OK, so maybe your house could use some sprucing up – that’s where home equity can help. A home equity loan lets you borrow your built-up equity and put it back into your house to increase its value and your quality of life (goodbye, useless dishwasher).
You can use a home equity loan for lots of other purposes too (like consolidating debt, paying for a college education, starting a business or covering emergency expenses), but home improvements are probably the most common reason homeowners tap their equity.
Quick tip: To calculate how much equity you have, take your home’s current value and subtract your current mortgage balance. Here’s an example: If my home is worth $350,000 and I have $240,000 left on my mortgage, I have $110,000 in home equity. Ta-da!
It all sounds great, but is a home equity loan the right choice for your abode? Take a look some of the biggest pros and cons to help you decide.
Pros
- Great rates – Home equity rates are usually lower than personal loans or credit cards, making it a more affordable way to borrow.
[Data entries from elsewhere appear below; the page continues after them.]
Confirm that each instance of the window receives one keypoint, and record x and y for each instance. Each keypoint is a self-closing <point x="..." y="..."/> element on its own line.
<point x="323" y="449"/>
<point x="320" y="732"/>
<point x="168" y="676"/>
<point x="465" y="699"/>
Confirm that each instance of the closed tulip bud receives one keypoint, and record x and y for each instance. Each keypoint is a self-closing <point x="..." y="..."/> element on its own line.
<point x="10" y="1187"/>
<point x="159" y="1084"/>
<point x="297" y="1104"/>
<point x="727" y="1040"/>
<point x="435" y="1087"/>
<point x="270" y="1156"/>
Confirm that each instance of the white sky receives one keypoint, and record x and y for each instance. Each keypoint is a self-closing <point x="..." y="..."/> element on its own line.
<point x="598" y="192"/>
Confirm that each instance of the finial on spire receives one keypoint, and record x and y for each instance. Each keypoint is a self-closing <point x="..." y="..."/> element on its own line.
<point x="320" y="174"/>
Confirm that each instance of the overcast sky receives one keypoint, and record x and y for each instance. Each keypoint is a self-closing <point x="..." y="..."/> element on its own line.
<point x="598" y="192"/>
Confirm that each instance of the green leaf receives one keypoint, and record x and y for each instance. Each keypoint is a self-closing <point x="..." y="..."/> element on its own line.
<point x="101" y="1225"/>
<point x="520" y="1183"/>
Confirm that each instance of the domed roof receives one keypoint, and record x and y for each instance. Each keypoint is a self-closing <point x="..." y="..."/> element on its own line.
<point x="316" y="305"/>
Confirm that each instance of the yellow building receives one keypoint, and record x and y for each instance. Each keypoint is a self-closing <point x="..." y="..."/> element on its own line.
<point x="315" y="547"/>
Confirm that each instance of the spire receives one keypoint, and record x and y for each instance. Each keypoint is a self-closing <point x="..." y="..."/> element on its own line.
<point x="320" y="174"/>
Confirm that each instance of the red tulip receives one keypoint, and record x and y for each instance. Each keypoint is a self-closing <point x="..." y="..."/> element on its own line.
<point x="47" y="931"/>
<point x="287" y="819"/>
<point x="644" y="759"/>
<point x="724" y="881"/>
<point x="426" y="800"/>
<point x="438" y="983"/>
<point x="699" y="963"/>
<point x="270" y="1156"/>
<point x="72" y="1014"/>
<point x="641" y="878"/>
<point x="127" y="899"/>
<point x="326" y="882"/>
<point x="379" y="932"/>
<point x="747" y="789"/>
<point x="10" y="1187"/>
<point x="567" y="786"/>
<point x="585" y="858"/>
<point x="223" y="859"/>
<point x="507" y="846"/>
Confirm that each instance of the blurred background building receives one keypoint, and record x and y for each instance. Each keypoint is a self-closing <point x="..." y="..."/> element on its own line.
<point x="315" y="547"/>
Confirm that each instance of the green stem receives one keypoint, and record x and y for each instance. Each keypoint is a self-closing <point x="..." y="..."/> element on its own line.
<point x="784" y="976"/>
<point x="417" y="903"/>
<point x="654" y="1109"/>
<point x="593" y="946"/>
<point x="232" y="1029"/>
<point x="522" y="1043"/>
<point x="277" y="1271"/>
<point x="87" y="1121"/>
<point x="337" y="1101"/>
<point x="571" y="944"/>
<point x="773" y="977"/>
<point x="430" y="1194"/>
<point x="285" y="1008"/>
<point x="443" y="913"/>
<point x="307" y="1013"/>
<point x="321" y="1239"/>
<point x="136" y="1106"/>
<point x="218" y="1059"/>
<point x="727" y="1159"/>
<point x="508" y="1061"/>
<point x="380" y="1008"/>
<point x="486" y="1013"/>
- Steady payments – Home equity loans have fixed rates that won’t go up.
- Flexible uses – You can use your home equity for just about anything. (We’re not saying you should spend it on a giant indoor slide, we’re just saying you could.)
- Tax advantages – When you use your home equity loan for home improvements, the interest you pay is usually tax deductible.
Cons:
- Closing costs – Depending on the lender, you often have to pay some fees to finalize your loan, typically around 2% of your loan amount.
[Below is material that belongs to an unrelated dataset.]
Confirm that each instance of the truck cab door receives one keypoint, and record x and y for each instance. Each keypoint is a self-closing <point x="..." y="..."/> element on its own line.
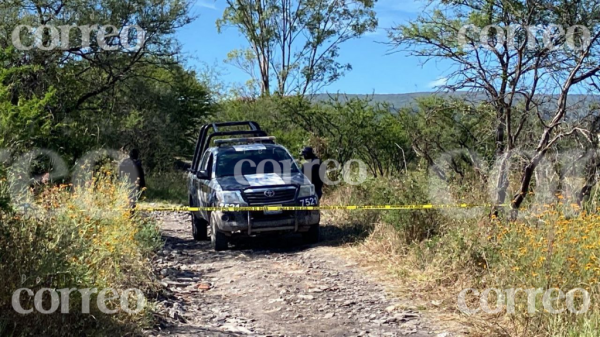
<point x="203" y="186"/>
- Collateral – A home equity loan uses your property as collateral, meaning if you don’t repay your loan, you'll be at risk of losing your home. Yes, this sounds scary, but here’s the thing – if you don’t repay any loan, you’ll land yourself in hot water. Like any debt, take it seriously, create your repayment plan ahead of time, and don’t borrow more than you can afford.
- Requirements – To qualify, you'll need good credit and low existing debt. And while some lenders let you borrow up to 100% loan-to-value (LTV), most want to see 85% or lower. (To calculate your LTV, divide your mortgage balance by your home’s value. So, if I have $240,000 left on my mortgage and my home is worth $350,000, my LTV is .68 or 68%.)